Copying from html code of certain words in the document

Question

Good day! Tell me, there is a piece of html code, how can pythone implement a search for certain characters or words and copy words or numbers after or before them into the document. For example: :

> <tr style="border-top: solid 1px;"> > <td><strong>Дата 01.05.2014</strong></td> > <td><strong>Турпакет, Турция, Алания, 4 дня</strong></td> > <td style="width: 120px;"><strong>15 393 руб. <br /> (~ > 343 € , ~ 467 $)</strong></td>

It is necessary to vytechit "05/01/2014", these numbers always go after the word "date" , which never changes, unlike them, you also need to continue to find the words after the unchangeable word "Turpaket" (in this case, "Turkey, Alania" ) but the problem is that unlike the date “05/01/2014” in which the number of characters is always the same, there may be more or less, but it is known that there are always numbers after them (or the word “day / day” or tag  - any that can be used as an anchor to determine the end)
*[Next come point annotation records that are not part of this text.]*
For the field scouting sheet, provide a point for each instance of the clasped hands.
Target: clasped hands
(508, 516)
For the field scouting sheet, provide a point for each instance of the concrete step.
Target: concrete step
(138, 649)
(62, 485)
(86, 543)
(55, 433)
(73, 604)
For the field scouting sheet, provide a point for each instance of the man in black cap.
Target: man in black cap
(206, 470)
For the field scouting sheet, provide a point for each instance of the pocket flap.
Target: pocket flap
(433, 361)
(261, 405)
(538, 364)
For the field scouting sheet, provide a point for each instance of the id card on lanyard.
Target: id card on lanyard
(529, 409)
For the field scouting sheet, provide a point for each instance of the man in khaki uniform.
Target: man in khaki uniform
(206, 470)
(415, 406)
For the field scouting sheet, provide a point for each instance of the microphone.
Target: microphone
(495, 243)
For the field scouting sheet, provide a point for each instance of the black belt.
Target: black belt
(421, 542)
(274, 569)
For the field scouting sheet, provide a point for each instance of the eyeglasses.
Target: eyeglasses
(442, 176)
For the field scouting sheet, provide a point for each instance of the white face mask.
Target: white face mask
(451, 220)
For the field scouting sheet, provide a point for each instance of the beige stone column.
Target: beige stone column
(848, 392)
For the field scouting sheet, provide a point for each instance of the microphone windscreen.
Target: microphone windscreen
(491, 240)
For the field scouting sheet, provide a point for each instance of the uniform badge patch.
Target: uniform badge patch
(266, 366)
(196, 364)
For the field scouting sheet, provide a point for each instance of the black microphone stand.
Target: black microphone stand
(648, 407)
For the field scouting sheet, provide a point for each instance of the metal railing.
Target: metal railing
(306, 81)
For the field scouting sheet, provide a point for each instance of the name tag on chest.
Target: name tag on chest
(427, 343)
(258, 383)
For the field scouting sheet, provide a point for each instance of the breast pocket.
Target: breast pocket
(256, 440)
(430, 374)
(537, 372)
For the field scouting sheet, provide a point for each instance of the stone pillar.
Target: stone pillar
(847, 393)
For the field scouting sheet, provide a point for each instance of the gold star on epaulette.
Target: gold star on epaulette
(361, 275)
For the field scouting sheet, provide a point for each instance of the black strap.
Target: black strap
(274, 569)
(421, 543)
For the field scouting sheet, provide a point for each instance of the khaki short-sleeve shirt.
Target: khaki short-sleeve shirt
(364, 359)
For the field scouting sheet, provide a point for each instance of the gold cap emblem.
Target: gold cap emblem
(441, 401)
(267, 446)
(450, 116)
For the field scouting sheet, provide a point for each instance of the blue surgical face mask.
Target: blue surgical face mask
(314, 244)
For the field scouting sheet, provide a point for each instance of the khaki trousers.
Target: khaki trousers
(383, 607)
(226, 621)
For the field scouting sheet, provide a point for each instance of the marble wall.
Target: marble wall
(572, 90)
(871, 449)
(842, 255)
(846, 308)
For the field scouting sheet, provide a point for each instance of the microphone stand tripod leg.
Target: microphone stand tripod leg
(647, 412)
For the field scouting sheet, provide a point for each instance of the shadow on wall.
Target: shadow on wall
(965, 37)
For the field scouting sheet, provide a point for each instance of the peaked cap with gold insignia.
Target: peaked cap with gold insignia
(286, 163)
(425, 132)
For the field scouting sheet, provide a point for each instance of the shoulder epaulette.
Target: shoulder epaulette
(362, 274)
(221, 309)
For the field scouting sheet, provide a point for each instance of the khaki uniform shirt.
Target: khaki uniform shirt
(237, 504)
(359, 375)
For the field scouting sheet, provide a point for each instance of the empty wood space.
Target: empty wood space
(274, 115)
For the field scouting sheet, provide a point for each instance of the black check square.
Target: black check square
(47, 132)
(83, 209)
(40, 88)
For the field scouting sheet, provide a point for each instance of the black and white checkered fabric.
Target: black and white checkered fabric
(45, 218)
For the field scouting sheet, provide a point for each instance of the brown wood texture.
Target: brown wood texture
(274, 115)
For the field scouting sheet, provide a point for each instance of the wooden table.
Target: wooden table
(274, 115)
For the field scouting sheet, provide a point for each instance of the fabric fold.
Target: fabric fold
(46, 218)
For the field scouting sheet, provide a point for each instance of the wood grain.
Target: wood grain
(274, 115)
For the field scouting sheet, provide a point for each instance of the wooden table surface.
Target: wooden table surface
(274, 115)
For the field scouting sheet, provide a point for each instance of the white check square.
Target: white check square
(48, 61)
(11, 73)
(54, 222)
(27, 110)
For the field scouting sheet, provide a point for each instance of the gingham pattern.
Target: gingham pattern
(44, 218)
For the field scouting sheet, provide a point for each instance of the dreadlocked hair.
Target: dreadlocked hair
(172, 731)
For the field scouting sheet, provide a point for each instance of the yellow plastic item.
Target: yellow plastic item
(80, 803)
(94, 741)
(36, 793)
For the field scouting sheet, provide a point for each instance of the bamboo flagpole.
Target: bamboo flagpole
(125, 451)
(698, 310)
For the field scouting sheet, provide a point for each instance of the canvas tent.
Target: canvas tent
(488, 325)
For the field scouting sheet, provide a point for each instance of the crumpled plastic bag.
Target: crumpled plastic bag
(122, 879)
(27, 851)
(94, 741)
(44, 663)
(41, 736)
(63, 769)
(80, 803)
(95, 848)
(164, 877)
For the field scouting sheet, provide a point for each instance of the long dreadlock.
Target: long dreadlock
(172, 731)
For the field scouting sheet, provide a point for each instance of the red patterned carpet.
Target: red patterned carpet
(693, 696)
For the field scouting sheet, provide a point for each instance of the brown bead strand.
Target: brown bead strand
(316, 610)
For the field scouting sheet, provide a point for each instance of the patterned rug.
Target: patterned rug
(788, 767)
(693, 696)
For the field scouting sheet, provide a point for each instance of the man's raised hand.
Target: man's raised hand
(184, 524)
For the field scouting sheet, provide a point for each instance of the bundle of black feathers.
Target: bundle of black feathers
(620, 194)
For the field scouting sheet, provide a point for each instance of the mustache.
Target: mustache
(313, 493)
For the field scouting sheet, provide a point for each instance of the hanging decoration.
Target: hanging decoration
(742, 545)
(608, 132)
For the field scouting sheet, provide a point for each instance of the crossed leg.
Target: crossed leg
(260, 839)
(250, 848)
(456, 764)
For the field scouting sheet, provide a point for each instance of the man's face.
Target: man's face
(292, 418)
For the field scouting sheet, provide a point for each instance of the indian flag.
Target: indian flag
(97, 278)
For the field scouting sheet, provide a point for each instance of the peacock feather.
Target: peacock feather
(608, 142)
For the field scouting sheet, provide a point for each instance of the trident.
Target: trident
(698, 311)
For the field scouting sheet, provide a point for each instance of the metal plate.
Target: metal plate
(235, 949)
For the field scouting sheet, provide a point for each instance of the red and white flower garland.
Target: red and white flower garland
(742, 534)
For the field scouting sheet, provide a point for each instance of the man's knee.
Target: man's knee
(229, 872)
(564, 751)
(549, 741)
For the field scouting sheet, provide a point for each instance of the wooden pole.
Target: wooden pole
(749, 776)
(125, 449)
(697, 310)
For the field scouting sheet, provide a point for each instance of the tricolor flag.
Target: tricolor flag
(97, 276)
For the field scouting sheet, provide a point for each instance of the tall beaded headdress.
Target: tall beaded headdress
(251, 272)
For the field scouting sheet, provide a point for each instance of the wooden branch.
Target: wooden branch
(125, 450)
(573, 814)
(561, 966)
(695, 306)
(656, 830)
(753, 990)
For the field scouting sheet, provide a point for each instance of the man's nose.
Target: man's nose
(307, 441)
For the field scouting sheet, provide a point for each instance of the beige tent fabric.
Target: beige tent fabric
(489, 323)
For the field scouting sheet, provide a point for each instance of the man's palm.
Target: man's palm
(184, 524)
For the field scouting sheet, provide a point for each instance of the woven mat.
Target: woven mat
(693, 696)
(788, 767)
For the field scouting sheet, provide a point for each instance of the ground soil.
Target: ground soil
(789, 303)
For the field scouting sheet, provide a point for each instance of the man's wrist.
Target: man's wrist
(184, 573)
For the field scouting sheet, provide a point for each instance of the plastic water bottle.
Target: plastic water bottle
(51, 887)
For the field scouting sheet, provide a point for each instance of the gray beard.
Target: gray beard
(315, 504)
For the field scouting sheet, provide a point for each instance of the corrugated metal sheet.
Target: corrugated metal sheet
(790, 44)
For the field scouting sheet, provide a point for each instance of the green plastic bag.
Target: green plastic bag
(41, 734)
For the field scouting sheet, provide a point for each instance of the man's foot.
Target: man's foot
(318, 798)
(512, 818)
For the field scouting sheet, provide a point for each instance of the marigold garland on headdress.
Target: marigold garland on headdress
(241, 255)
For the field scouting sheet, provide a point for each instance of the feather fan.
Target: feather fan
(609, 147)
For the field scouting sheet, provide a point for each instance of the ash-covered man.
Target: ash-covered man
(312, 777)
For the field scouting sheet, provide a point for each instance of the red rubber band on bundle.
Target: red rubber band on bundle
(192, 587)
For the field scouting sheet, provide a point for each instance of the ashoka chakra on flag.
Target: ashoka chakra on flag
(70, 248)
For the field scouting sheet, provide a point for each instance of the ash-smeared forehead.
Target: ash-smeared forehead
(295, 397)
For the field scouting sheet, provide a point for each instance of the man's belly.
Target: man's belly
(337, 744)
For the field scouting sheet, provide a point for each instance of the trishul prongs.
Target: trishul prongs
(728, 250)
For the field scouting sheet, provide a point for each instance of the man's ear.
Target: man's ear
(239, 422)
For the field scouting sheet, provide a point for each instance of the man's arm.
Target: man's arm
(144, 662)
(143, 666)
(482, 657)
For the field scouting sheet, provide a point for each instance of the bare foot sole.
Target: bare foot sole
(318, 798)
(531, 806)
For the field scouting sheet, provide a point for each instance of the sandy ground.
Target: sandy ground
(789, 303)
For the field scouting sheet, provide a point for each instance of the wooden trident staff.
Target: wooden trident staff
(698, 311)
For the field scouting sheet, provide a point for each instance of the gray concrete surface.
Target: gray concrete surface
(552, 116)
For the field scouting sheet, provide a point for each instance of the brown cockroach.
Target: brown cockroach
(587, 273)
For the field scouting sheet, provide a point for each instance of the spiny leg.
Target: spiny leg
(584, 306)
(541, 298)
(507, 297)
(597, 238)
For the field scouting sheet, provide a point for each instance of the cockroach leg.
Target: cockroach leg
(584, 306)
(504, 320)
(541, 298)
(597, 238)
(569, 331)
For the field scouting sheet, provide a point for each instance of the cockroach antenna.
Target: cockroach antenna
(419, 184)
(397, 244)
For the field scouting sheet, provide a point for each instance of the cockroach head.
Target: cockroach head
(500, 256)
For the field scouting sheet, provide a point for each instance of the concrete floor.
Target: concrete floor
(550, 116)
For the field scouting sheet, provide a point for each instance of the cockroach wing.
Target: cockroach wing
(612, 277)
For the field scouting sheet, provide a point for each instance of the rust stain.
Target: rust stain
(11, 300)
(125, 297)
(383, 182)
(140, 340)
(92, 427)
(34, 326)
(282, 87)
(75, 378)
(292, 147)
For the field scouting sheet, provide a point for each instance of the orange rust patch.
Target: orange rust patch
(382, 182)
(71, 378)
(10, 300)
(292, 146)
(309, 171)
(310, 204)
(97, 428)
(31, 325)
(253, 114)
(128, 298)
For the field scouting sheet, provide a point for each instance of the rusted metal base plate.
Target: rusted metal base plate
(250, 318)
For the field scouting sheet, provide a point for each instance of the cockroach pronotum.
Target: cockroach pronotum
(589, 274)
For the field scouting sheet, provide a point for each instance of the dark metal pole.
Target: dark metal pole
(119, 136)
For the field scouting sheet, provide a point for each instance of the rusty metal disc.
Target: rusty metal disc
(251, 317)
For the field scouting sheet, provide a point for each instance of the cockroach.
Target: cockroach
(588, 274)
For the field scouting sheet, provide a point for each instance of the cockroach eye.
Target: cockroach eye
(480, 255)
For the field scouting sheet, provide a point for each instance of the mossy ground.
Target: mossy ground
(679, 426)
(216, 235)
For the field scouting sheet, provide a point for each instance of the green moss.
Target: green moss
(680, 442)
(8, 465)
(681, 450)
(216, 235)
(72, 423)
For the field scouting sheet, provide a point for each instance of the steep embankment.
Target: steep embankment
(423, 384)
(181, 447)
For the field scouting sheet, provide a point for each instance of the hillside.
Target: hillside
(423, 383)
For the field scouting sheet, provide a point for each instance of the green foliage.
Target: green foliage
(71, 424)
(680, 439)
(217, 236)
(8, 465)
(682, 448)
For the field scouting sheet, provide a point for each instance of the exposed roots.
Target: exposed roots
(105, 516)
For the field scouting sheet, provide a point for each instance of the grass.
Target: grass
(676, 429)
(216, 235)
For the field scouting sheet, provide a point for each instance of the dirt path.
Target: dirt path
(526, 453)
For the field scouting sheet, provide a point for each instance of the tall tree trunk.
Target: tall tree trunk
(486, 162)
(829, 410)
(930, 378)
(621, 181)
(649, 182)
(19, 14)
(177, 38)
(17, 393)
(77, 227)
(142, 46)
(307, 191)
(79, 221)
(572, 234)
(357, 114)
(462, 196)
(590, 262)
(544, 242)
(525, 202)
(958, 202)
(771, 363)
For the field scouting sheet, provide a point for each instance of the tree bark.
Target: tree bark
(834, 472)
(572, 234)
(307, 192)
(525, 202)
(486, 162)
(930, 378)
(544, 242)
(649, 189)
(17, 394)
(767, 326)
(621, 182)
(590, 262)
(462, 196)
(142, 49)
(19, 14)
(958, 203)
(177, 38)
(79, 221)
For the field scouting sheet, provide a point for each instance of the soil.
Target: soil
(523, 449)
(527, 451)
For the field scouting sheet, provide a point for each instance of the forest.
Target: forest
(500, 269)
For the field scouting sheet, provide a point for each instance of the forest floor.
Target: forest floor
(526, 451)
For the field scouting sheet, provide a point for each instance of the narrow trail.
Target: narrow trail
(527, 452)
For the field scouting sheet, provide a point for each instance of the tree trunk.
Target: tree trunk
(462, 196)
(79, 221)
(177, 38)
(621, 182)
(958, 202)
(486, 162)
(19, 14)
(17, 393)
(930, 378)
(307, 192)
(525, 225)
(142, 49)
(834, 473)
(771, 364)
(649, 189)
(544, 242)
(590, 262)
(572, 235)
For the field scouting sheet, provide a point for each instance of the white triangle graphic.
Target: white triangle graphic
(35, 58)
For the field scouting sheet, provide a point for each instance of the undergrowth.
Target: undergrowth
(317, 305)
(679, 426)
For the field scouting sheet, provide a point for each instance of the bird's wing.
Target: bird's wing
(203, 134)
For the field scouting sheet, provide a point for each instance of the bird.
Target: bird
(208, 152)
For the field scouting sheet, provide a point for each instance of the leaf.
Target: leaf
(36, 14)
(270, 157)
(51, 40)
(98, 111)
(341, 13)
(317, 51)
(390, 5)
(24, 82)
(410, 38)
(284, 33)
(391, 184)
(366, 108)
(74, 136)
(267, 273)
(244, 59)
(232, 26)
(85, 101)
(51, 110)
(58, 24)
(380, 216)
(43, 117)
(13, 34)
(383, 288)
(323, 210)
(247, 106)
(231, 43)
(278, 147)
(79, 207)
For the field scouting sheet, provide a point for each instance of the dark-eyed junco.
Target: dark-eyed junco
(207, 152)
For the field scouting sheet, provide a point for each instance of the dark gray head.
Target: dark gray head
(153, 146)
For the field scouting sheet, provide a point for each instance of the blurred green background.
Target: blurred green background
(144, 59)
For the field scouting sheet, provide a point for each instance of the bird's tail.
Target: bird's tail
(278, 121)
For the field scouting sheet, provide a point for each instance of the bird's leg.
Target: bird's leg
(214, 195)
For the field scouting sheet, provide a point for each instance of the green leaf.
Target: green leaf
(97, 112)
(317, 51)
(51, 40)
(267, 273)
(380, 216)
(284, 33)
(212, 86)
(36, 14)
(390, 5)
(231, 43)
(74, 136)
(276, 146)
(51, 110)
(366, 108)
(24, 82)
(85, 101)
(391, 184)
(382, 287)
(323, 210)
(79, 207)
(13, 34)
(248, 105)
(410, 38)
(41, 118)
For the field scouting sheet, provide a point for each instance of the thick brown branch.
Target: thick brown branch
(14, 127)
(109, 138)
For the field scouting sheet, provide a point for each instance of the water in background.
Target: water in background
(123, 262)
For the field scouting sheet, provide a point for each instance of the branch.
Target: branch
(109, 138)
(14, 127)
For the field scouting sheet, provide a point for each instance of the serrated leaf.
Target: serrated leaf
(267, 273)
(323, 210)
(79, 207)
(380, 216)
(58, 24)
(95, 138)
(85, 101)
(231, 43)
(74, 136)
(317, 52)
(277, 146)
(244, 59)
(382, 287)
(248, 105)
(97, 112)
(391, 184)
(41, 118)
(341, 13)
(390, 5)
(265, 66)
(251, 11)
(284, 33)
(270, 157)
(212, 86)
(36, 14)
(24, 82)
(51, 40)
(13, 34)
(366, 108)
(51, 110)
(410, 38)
I would have at least an approximate algorithm, and I’ll finish it up somehow, I’m just not a programmer at all, but if I have something to push off, I’ll figure out how to make a thread.

ps The fact that it is copied from the html code is an option, perhaps it will be easier from xml, I'm just not familiar with the subtleties.

Truabchev Truabchev 73 7 bronze marks · Answer 1 · 2014-02-05T10:12:58

For parsing you can use for example lxml . First, search for the desired node, and then parse it using the appropriate algorithm.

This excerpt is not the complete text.